Hot air ballooning in Luxor is an aspect of the Egyptian tourist industry. Tour companies offer sunrise rides in hot-air balloons to tourists who enjoy views of ancient Thebes, the temple complexes of Karnak and Luxor, the Valley of the Kings and the Valley of the Queens.

==History==
===Operations===
British company began offering hot-air balloon rides to tourists in Luxor in the early 1988. While the first Egyptian ballooning company was established in 1993.

The balloon rides are an important part of Egypt's tourism industry.

Following a 2009 crash, balloon flights at Luxor were suspended for six months while pilots were given additional training and safety measures were reviewed and improved. New regulations limited the number of balloons that could be aloft simultaneously and restricted take-offs to a new airfield for the sole use of hot-air balloons.

As of January 2018, eight companies operate a combined total of 32 hot air balloons offering flights over Luxor.

=== Accidents and incidents ===
The overall safety record of hot air ballooning in Egypt is poor. Seven tourists were injured in a crash early in 2009. On a single day in February 2009, three separate hot air balloons crashed in different locations carrying a total of 60 tourists, resulting in injuries that included broken bones.

At Luxor, eight tourists were injured in 2007 when the balloon in which they were riding crash-landed in a field. Four Scottish tourists, were seriously injured in April 2008 when the balloon in which they were traveling crash-landed.
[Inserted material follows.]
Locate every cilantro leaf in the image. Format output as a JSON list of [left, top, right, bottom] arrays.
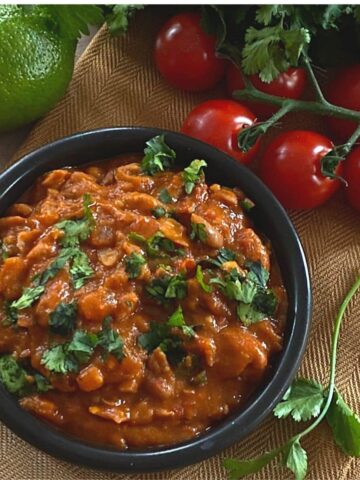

Sixteen tourists were injured at Luxor in April 2009 when the balloon in which they were traveling is understood to have collided with a cell phone transmission tower.

The most serious accident was the 2013 Luxor hot air balloon crash, in which 19 people were killed when a leaking fuel line started a fire.

After 22 Chinese tourists were injured in a 2016 balloon crash, the Egyptian civil aviation authority suspended flights for three days while safety procedures were reviewed.

Twelve tourists were injured and one man from South Africa was killed in Luxor in 2018 when high winds caused a balloon's operator to lose control. Flights were suspended until the unusually high winds subsided.